The study reveals (comparing the situation in 2050 with a high efficiency scenario to that of a low efficiency scenario) that a highly energy efficient building stock, via a reduction in the peak loads of electric heat pumps and the ability to change heating demand over time (as highly efficient building envelopes can keep the desired room temperature stable for a longer period when the energy supply is interrupted), has the capacity to significantly reduce the necessary peak capacities and avoid distribution losses.

The reduction in peak load from the reduced electricity demand for electric heat pumps due to energy efficient buildings is 57 GW. This matches the current total electricity production capacity (renewable and non-renewable) of Austria and the Netherlands combined. The impact of energy efficiency on the flexibility of the power systems leads to an additional reduction in peak load of the EU’s power system of around 12 GW. This is a lower limit of impact, as in practice grid operators have to balance demand and supply not at EU level but at national/regional boundary level (with less options to balance), which translates into higher peak load savings from the gained flexibilities.

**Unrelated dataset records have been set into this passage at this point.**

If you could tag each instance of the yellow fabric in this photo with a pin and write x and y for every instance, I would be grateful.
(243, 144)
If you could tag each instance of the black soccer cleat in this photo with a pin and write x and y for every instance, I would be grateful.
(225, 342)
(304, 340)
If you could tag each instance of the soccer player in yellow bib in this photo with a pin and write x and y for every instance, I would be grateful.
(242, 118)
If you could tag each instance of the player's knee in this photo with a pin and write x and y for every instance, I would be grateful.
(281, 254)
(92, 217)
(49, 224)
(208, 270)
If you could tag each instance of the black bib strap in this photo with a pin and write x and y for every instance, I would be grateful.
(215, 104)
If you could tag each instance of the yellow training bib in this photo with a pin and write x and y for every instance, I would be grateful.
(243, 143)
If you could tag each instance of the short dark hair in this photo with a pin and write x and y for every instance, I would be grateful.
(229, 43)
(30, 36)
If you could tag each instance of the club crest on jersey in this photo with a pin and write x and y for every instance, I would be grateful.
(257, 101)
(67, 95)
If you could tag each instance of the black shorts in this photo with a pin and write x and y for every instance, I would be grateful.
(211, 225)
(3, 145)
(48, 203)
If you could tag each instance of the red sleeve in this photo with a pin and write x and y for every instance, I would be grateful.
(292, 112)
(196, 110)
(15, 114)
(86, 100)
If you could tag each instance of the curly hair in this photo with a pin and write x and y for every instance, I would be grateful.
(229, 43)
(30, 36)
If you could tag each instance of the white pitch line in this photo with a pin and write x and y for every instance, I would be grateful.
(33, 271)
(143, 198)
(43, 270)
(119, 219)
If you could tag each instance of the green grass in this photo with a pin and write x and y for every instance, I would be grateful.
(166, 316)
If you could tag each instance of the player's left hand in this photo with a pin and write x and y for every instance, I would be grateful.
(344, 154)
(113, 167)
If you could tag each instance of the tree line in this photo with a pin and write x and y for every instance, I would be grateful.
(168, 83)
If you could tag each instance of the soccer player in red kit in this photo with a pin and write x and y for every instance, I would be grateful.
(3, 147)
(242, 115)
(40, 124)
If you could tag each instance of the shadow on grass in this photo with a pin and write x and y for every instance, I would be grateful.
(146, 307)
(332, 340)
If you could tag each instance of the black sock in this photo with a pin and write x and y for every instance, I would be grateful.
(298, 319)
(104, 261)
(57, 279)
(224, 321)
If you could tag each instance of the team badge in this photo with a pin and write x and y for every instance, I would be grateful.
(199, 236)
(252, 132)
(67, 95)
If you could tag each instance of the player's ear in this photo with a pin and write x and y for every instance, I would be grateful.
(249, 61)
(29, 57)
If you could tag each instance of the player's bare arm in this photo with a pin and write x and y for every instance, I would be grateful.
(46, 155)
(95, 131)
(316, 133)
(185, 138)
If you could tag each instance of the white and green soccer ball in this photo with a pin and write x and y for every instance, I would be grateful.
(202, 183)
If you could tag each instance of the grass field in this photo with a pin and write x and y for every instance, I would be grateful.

Moreover, the huge fluctuation of the growing share of renewable electricity production will further increase the need for flexibility on the demand side. In financial terms, the total CAPEX savings in 2050 could amount to €73bn (impact of the reduced electricity demand for electric heat pumps by high efficiency buildings) plus an additional €16bn (impact of the increased flexibility of running heat pumps in highly efficient buildings) resulting in a total CAPEX reduction of €89bn in 2050 (and up to €153bn if more national/regional limits are taken into account).

As a consequence, highly energy efficient buildings (both new and deep retrofit buildings) not only generate benefits at building level itself but can also deliver benefits at electricity system level, thus supporting a robust future energy system.